Bernd Buder entdeckt den Grundkonflikt zwischen bodenständiger Provinzialität und einem Feingeist, der urbanen Lebensformen zugeneigt ist. Doch der Regisseur "geht tiefer, zeigt seine Protagonisten auf der Ich-Suche zwischen Rollenbildern und Tagträumen. Da ist Mutter Zehra, die ihren Sohn mal wehmütig beobachtet, mal auffordert, das eigene Leben in die Hand zu nehmen. Der fast erwachsene Junge, der da vor ihr sitzt, ist nicht mehr das Kind, dem ihre Fürsorge gilt. Doch in die Sehnsucht nach der vergangenen Mütterlichkeit mischt sich die Suche nach einer neuen Subjektivität, nach Weiblichkeit, nach neuer Identität.
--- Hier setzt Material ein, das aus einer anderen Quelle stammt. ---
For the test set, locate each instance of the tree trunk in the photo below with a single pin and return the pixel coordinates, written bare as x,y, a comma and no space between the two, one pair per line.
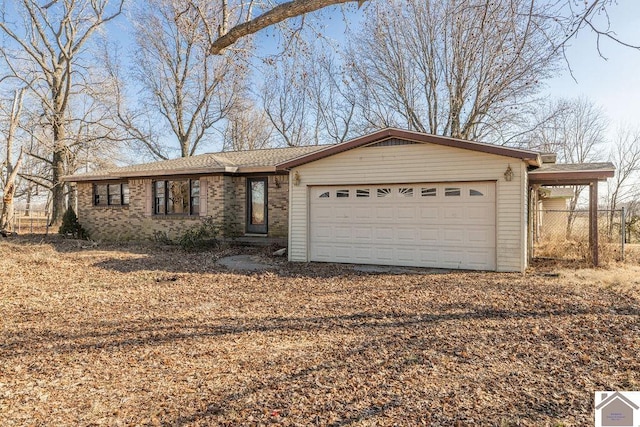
6,218
72,188
57,192
27,208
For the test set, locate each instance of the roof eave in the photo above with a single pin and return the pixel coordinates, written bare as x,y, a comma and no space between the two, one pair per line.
530,157
570,178
146,174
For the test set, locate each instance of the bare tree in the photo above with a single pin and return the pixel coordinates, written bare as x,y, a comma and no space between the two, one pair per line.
248,128
12,169
45,51
183,89
285,100
457,68
307,96
622,189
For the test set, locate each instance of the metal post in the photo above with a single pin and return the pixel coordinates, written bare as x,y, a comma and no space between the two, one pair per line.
623,231
593,221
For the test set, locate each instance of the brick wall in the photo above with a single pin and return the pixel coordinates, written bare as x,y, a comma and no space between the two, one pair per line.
225,202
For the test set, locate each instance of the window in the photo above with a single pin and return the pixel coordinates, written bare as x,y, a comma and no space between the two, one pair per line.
114,194
405,191
384,192
176,197
428,192
451,191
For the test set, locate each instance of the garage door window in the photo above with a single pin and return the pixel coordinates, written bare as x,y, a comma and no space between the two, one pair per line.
429,192
406,191
384,192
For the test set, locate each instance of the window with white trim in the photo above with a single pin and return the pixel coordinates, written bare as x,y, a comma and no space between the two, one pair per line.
112,194
176,197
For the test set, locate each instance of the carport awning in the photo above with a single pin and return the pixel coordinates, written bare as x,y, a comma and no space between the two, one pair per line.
577,174
571,173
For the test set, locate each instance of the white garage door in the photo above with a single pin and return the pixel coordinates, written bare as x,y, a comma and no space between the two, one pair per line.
447,225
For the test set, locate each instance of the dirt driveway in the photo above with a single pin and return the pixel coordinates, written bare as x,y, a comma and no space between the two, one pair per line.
141,336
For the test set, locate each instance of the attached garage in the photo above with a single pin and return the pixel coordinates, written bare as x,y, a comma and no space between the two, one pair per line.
411,199
449,225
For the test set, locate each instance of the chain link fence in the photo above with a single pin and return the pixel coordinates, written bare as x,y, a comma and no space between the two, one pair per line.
31,221
564,234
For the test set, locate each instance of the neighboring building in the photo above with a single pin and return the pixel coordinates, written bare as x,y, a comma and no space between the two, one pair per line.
392,197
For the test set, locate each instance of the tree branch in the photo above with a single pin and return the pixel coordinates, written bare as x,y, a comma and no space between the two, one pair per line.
277,14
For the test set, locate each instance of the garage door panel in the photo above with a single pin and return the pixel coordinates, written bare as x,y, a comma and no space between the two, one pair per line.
362,233
429,213
413,225
406,235
343,232
406,213
383,234
452,236
429,235
384,254
406,255
384,213
362,213
479,213
481,236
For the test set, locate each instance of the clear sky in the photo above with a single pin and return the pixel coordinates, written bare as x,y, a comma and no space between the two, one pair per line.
612,83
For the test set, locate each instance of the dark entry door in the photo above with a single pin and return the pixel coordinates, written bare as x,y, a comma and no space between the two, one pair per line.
257,205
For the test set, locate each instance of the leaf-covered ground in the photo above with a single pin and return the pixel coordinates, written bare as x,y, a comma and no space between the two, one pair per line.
127,335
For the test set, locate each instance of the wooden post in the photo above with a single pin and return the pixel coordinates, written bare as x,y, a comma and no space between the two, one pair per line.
593,221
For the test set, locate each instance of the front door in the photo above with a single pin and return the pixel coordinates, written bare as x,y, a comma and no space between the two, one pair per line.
257,205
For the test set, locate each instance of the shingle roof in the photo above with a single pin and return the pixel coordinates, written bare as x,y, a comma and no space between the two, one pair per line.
571,173
574,167
263,160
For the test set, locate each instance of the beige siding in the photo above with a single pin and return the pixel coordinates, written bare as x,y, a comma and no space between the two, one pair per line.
419,163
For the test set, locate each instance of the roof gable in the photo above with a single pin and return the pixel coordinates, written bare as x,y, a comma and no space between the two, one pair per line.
397,136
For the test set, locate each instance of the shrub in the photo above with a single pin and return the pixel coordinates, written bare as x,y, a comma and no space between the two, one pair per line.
203,236
71,226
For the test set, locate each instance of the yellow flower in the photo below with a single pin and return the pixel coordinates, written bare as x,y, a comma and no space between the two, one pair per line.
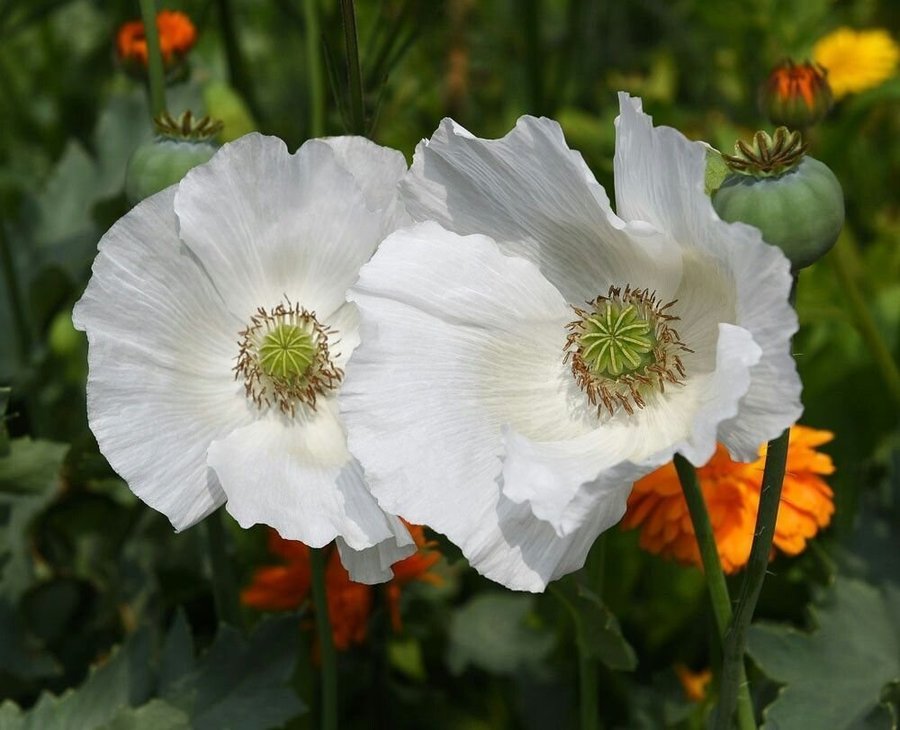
731,492
856,60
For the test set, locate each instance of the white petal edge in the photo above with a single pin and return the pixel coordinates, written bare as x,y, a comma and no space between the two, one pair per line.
268,225
536,198
161,348
659,179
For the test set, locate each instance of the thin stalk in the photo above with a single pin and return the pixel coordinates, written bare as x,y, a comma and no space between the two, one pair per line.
715,578
530,12
314,68
354,74
757,566
16,301
842,260
223,581
237,73
587,669
328,709
156,77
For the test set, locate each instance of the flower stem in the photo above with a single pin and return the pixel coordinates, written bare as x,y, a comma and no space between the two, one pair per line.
757,565
237,73
354,75
328,709
155,72
842,259
16,301
587,668
715,578
314,69
223,581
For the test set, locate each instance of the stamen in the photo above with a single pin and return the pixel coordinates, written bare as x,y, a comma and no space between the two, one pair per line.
624,347
284,358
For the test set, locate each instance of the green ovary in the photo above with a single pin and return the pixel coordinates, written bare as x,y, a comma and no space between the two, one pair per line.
617,340
286,353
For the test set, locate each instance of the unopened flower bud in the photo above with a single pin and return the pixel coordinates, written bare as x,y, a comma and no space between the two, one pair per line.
180,145
796,95
795,200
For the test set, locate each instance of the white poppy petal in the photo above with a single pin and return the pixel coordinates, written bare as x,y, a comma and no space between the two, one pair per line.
268,225
299,479
373,565
659,179
537,199
378,171
565,481
470,341
161,351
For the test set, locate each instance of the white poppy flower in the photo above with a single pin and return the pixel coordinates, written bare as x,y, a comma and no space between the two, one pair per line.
219,328
529,352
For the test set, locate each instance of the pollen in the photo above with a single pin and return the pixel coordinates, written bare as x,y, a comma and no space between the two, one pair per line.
284,359
623,347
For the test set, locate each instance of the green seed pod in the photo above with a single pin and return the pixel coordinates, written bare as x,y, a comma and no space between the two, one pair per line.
180,145
796,201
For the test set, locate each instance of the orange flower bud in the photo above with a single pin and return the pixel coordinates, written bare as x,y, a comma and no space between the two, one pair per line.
177,35
796,95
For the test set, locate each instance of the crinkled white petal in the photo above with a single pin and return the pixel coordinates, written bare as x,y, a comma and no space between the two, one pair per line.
659,179
373,565
460,342
537,199
568,483
378,171
161,350
268,225
299,478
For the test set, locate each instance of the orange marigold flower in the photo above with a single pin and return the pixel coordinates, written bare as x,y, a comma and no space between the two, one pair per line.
287,586
795,94
731,492
694,683
177,36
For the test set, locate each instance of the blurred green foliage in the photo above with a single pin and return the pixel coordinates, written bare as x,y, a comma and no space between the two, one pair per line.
85,567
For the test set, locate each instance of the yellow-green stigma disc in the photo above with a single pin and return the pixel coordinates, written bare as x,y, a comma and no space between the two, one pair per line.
617,340
286,353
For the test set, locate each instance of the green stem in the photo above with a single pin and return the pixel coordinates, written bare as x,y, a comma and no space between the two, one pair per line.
155,72
16,302
314,69
757,566
842,259
587,668
237,74
328,708
223,581
354,75
715,578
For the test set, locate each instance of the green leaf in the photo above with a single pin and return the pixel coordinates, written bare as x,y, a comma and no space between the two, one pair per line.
155,715
596,628
497,632
29,479
124,680
834,676
242,682
716,171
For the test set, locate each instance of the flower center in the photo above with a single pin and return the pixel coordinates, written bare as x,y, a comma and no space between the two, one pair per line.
624,347
284,358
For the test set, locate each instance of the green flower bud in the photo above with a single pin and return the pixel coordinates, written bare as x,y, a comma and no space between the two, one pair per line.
795,200
180,145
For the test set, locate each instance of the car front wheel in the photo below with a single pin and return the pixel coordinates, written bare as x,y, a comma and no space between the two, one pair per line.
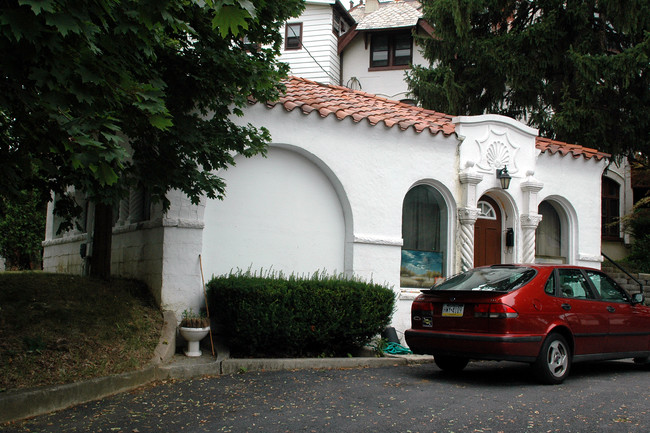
554,360
452,364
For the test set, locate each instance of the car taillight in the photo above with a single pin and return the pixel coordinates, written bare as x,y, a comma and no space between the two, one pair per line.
495,311
421,313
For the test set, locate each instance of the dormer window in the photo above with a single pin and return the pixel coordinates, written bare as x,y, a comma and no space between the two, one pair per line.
391,50
293,36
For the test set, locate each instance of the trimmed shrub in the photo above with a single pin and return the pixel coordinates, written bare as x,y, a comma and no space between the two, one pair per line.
283,317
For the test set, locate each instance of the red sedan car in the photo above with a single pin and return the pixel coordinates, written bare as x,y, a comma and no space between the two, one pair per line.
546,315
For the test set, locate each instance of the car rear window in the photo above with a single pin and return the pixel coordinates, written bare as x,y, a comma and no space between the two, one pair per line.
495,279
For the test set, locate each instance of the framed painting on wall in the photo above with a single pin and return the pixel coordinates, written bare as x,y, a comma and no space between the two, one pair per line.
420,268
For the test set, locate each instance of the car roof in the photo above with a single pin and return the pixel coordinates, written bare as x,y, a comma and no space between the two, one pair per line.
540,266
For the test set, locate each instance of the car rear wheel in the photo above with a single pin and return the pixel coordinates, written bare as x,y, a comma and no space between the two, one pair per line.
554,361
452,364
644,362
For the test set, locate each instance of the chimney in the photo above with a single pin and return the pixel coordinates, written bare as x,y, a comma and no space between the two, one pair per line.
372,5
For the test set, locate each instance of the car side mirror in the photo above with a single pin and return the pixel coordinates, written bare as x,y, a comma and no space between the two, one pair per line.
638,298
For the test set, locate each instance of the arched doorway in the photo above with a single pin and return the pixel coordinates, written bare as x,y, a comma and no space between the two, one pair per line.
424,234
487,233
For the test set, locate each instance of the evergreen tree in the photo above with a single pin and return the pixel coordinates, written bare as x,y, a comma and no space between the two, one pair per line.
577,70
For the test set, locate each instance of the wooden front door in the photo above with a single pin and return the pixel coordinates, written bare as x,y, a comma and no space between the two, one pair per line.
487,233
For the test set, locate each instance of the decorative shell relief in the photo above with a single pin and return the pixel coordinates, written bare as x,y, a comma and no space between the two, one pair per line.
497,155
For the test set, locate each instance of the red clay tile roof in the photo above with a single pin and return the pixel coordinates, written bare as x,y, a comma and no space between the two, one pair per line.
342,102
554,146
310,96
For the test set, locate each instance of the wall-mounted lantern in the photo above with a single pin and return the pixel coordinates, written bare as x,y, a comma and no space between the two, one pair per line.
504,177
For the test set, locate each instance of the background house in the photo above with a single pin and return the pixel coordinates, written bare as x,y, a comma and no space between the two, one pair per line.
363,184
366,186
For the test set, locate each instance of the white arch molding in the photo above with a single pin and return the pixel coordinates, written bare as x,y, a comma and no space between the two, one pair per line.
280,213
569,226
451,215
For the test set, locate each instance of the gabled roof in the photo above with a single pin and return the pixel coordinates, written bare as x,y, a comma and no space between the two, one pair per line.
309,97
390,15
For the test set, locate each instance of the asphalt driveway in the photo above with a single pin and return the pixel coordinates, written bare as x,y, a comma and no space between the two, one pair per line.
486,397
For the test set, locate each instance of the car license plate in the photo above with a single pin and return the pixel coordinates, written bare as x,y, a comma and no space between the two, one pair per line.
453,310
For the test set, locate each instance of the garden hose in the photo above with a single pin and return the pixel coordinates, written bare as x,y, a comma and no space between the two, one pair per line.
396,349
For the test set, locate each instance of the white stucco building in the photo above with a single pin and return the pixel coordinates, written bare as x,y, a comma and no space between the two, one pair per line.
370,187
358,183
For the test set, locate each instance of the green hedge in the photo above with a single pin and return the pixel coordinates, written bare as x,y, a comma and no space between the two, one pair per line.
282,317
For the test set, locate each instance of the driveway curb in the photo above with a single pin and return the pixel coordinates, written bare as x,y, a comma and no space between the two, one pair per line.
19,404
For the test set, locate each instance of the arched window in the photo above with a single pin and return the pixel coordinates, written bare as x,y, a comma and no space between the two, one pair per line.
424,232
610,205
548,237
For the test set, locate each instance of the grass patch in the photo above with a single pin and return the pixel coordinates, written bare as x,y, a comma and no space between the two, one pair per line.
57,328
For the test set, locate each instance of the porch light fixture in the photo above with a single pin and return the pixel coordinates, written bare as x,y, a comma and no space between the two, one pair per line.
504,177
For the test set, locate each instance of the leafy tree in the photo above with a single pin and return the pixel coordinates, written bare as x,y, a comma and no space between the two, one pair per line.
107,95
577,70
22,225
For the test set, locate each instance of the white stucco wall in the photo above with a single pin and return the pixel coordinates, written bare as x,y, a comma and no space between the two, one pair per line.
330,195
374,167
575,184
280,213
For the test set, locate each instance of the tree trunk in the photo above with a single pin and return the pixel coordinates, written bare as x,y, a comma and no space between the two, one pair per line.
100,261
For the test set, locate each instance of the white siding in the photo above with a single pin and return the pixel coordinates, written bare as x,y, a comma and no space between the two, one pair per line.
389,84
318,59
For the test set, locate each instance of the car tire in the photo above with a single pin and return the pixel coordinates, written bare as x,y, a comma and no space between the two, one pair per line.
643,362
451,364
554,361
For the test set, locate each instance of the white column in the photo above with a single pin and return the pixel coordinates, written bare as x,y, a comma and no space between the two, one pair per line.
529,218
467,214
467,217
529,223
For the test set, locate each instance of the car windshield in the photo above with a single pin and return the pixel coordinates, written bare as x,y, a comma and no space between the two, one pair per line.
494,279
Und nach einer neuen Liebe, etwa, wenn sie sich in den örtlichen Bahnhofsvorsteher verguckt."

02. Januar 2010 | SÜT - MILK • Kritik • programmkino.de

Michael Meyns glaubt, der Regisseur ist "noch nicht ganz da ist, wo er offensichtlich hin will. Auf einmal entwickelt sich eine veritable Handlung, werden mehr Ereignisse in 20 Minuten verpackt als in die 80 vorhergehenden, gelingt es nicht ganz, ein prägnantes Ende zu finden. Worin die große Schwierigkeit dieser Art von Filmen liegt, die kaum Handlung haben, die mehr das Innenleben einer Figur beschreiben, als eine äußere Geschichte erzählen. Doch trotz dieser Schwäche bleibt SÜT - MILK (SÜT - MILK Trailer) ein bemerkenswerter Film, der Başak Köklükaya endgültig als einen viel versprechenden Regisseur des europäischen Autorenkinos etabliert."

01. Januar 2010 | SÜT - MILK • Kritik • filmz.de

Linksammlung zum Film

03. September 2008 | SÜT - MILK • Kritik • Neue Züricher Zeitung

Susanne Ostwald ist enttäuscht. Der Regisseur scheint zu glauben, man brauche nur mit ausreichend Geduld die Kamera auf Alltägliches zu richten, und schon entstehe Filmkunst. Sein Film "versteht sich als Exploration einer ländlichen, von Wunderglauben geprägten Gesellschaft an der Schwelle zur Moderne. Er erzählt in quälend langsamer Manier von einem hoffnungsvollen Nachwuchspoeten, der sich mit seiner Mutter nur mühselig von der eigenen Milchproduktion über Wasser hält – eine weitere wohlmeinende Totgeburt der Filmförderung, wurden doch Töpfe der Filmstiftung Nordrhein-Westfalen geöffnet."